Простой солдат: война глазами маршала Советского Союза Константина Рокоссовского

Кавалер ордена «Победа», дважды Герой Советского Союза маршал Константин Константинович Рокоссовский (1896–1968), единственный в истории СССР маршал двух стран (маршал Советского Союза и маршал Польши), один из крупнейших полководцев Второй мировой войны вызывал уважение и у Сталина, и у Жукова. Его боготворили солдаты и офицеры, боялись враги и союзники, а он, человек, который командовал Парадом Победы 24 июня 1945 года на Красной площади, так и остался до конца жизни простым солдатом.

«Солдатский долг»: война глазами маршала Рокоссовского
© ГлагоL

Больше 50 лет К. К. Рокоссовский был в строю, — начиная с 1914 года, когда ушел добровольцем на Первую мировую войну, где был награжден Георгиевским крестом.

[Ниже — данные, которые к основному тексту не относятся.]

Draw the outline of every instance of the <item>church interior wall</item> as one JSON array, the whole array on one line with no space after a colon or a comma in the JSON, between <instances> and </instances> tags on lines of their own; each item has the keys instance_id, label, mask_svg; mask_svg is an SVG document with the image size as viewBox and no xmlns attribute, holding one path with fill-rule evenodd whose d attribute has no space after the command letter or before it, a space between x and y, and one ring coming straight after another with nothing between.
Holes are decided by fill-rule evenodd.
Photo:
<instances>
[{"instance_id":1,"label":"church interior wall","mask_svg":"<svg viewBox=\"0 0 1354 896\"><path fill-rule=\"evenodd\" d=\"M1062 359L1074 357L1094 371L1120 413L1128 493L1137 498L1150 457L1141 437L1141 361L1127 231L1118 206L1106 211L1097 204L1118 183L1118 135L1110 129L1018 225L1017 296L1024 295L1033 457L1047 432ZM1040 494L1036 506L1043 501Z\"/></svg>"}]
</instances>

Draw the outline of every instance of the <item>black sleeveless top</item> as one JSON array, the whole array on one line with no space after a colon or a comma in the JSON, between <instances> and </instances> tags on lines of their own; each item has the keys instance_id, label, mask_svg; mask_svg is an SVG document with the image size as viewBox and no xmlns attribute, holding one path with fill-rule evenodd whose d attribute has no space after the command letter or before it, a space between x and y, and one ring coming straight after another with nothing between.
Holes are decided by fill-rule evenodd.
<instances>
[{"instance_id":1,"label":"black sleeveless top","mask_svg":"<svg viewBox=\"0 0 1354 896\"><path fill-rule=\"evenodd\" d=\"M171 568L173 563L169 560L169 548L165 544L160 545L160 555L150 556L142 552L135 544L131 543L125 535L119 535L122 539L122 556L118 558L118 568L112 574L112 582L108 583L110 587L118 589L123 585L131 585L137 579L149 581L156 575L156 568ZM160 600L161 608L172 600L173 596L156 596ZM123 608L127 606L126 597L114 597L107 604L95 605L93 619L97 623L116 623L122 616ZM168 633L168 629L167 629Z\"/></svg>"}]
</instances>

Константин Константинович, один из самых прославленных полководцев Великой Отечественной войны, отличался особым талантом при проведении маневренных операций и готовностью идти на оправданный риск.

Я прочитала знаменитые мемуары Константина Рокоссовского «Солдатский долг» и очень хочу поделиться с вами некоторыми отрывками (вся орфография и пунктуация сохранены). Мы должны не только знать историю, но и помнить о подвигах солдатов, сложностях и промахах и ужасах войны.

© Фото: музей-заповедник «Сталинградская битва»

В своей книги маршал Советского Союза рассказывает о начальном периоде войны, о том, как планировались и проходили сражения огромного масштаба, изменившие весь ход мировой истории (уничтожение группировки Вермахта под Сталинградом, Курская битва, освобождение Белоруссии, Восточно-Прусская, Восточно-Померанская и Берлинская операции), как складывались взаимоотношения между Ставкой и фронтом. К. К. Рокоссовский вспоминает о встречах с высшим руководством СССР и, конечно, о своих боевых товарищах.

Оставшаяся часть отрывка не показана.